Feature #1064
FritzBox does not send a Key Length attribute for ESP proposals with 128-bit AES-CBC
Description
While trying to get AES128 I saw:
received proposals: ESP:AES_CBC_256/HMAC_SHA1_96/MODP_1024/NO_EXT_SEQ, ESP:AES_CBC_192/HMAC_SHA1_96/MODP_1024/NO_EXT_SEQ, ESP:AES_CBC/HMAC_SHA1_96/MODP_1024/NO_EXT_SEQ, ... configured proposals: ESP:AES_CBC_128/HMAC_SHA1_96/MODP_1024/NO_EXT_SEQ, ESP:AES_CBC_128/AES_CBC_192/AES_CBC_256/3DES_CBC/BLOWFISH_CBC_256/HMAC_SHA1_96/AES_XCBC_96... no matching proposal found, sending NO_PROPOSAL_CHOSEN
So I debugged and found FritzBox was sending key size 0 (meaning AES128?)

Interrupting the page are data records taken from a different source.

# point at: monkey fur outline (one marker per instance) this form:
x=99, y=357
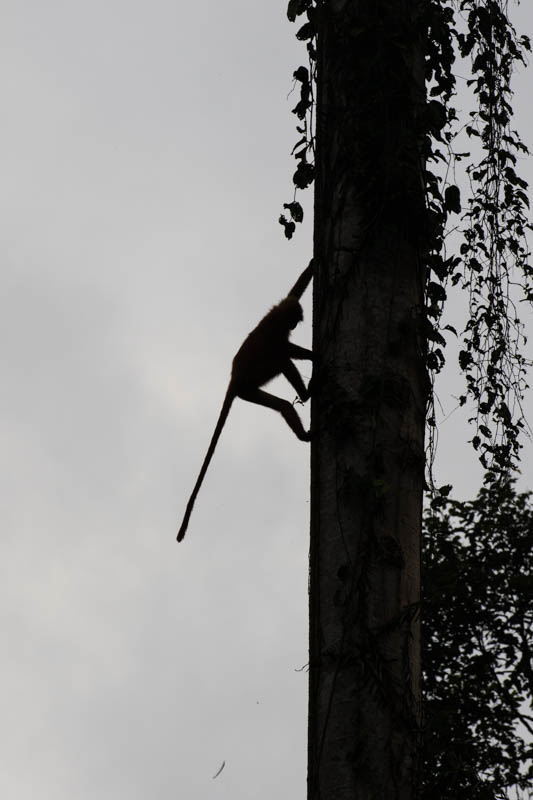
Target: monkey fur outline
x=265, y=353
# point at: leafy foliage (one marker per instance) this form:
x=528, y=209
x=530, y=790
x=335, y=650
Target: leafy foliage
x=492, y=256
x=478, y=646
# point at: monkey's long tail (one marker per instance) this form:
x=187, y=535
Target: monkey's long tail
x=226, y=405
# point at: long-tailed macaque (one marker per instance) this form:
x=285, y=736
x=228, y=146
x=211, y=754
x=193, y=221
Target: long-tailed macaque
x=265, y=353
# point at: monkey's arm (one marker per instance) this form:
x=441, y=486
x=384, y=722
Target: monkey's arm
x=295, y=351
x=303, y=282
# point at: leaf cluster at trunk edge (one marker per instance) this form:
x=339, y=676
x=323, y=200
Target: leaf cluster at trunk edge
x=492, y=215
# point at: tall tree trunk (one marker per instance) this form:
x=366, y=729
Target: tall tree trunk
x=369, y=404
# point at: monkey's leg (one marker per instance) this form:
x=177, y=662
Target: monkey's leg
x=295, y=351
x=283, y=406
x=295, y=379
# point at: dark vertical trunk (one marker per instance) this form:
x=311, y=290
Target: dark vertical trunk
x=369, y=405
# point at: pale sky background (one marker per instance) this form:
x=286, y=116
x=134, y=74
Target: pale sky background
x=144, y=158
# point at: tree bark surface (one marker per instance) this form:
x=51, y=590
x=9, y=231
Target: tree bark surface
x=369, y=403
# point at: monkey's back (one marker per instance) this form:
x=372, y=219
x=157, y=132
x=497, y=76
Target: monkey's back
x=263, y=354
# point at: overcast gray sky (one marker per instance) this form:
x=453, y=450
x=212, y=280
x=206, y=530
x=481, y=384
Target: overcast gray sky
x=145, y=158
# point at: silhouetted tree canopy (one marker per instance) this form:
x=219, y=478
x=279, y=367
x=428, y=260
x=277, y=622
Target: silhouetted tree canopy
x=478, y=645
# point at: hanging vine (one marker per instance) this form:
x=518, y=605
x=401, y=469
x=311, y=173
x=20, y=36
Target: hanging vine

So I patched proposal.c from
if (alg1 == alg2 && ks1 == ks2)
to
if (alg1 == alg2 && (ks1 == ks2 || ks1==128 && ks2==0))
and it worked.
Is FritzBox sending 0 for 128 and is this compliant?
Thank you!
Daniel
Associated revisions
History
#1 Updated by Tobias Brunner over 6 years ago
- Description updated (diff)
- Status changed from New to Feedback
Is FritzBox sending 0 for 128 and is this compliant?

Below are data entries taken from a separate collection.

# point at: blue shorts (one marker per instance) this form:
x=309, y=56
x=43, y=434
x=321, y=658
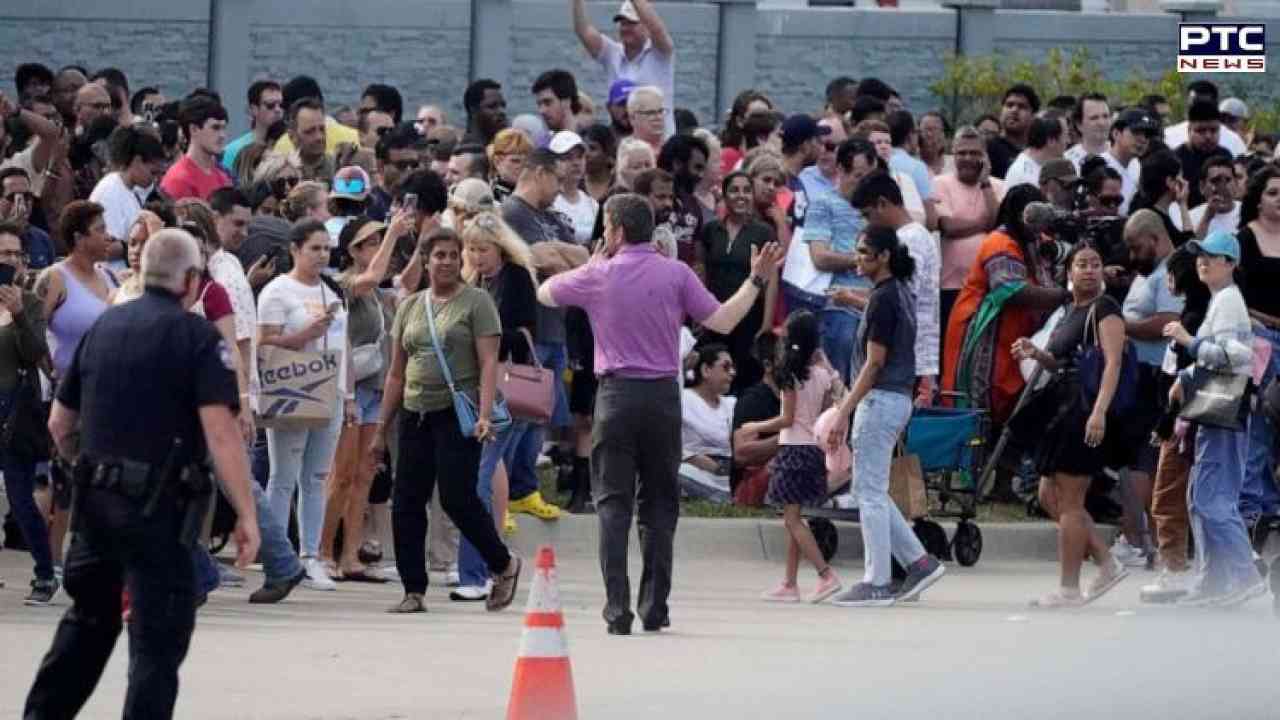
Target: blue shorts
x=369, y=404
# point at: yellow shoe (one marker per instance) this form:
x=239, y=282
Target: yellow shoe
x=534, y=505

Either it sends a Key Length attribute set to 0 or it does not send one at all (you could increase the log level for enc to check). Anyway, this does not seem compliant with RFC 3602, section 5.3:
Since the AES allows variable key lengths, the Key Length attribute MUST be specified in both a Phase 1 exchange [IKE] and a Phase 2 exchange [DOI].
To avoid having to patch strongSwan you could just change your configuration and use aes256 or aes192 in the ESP proposal, which the FritzBox seems to propose properly.
#2 Updated by Anonymous over 6 years ago
You're right, it doesn't send a key length for 128 at all.
Btw, Cisco ASA connects fine with FritzBox & AES128 in this case.
So maybe AES without length is sometimes tolerated as AES128... As you stated, not right in Phase 2.
From an old draft:
"Since the AES candidate ciphers allow variable key lengths, the Key
Length attribute MUST be specified in a Phase 2 exchange [DOI]. The
Key Length attribute MAY be specified in a Phase 1 exchange [IKE]; if
it is not specified, the default key length is 128 bits."
I'd like to have AES128 because I really have a lot of boxes and want to cap load...
Maybe I'll talk to AVM....
#3 Updated by Tobias Brunner over 6 years ago
From an old draft:
"Since the AES candidate ciphers allow variable key lengths, the Key
Length attribute MUST be specified in a Phase 2 exchange [DOI]. The
Key Length attribute MAY be specified in a Phase 1 exchange [IKE]; if
it is not specified, the default key length is 128 bits."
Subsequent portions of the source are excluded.